List<BDDObject> childlist = savingObject.getChildren("TherapyAreaReference");
if (childlist.size() > 1) {
for (int i = 0; i < childlist.size() - 1; i++) {
String newMedcondRefChild = ((String) childlist
.get(i)
.getValue( IDDConstants.IDD_THERAPY_AREA_REF_VALUE))
.toLowerCase()
.trim()
.concat(((String) childlist
.get(i)
.getValue(IDDConstants.IDD_THERAPY_AREA_REF_TYPE_NAME))
.toLowerCase().trim());
}
}
IDDConstants has public static final strings defined in it. As StringBuffer is more effective, how can it be incorporated for the concat operations?
I'm guessing that the intention is to generate a list of 'reports', one for each BDDObject record found. Based on that idea, your code should look more like this:
public List<String> getReport(List<BDDObject> records) {
List<String> reports = new ArrayList<String>(record.size());
for (BDDObject record:records) {
String newMedcondRefChild = String.valueOf(record.getValue( IDDConstants.IDD_THERAPY_AREA_REF_VALUE))
.toLowerCase()
.trim() + String.valueOf(record.getValue(IDDConstants.IDD_THERAPY_AREA_REF_TYPE_NAME)))
.toLowerCase().trim());
reports.add(newMedcondRefChild);
}
return reports;
}
Regarding the question on whether toString() would be helpful, the only place where I see it fitting, would be on the BDDObject itself. It would look something like this:
class BDDObject {
...
#Override
public String toString() {
return String.valueOf(getValue(IDDConstants.IDD_THERAPY_AREA_REF_VALUE)).toLowerCase().trim() +
String.valueOf(getValue(IDDConstants.IDD_THERAPY_AREA_REF_TYPE_NAME)).toLowerCase().trim());
}
In which case, the function to create the report becomes trivial:
public List<String> getReport(List<BDDObject> records) {
List<String> reports = new ArrayList<String>(record.size());
for (BDDObject record:records) {
reports.add(record.toString());
}
return reports;
}
In case that what you want is a looooong string with all the values concatenated to it, you can use StringBuilder, like this:
public String getReport(List<BDDObject> records) {
StringBuilder sb = new StringBuilder();
for (BDDObject record:records) {
sb.append(String.valueOf(record.getValue( IDDConstants.IDD_THERAPY_AREA_REF_VALUE))
.toLowerCase()
.trim());
sb.append(String.valueOf(record.getValue(IDDConstants.IDD_THERAPY_AREA_REF_TYPE_NAME))
.toLowerCase().trim()));
}
return sb.toString();
}
This will return all the records appended after each other. I doubt its readability, but you I hope you get the idea. StringBuilder is helpful when you need to build a string iteratively (like in the previous example). StringBuilder should not be used to replace single String operations like : String a = b.get() + c.get(); given that the compiler implicitly creates a StringBuilder in these cases and therefore there's no actual performance improvement to be achieved.
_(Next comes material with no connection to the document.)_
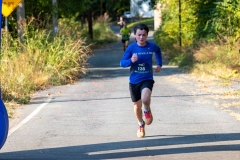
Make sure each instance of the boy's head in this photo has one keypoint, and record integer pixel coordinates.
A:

In the code in your question, StringBuffer/StringBuilder will not give you any performance gains, because you concatenate only two strings. However, the question does not state what you are doing with the string in newMedconfRefChild. If your actual goal is to concatenate the strings of each loop iteration, then you should use a StringBuilder (use StringBuffer only when it is really necessary, prefer StringBuilder).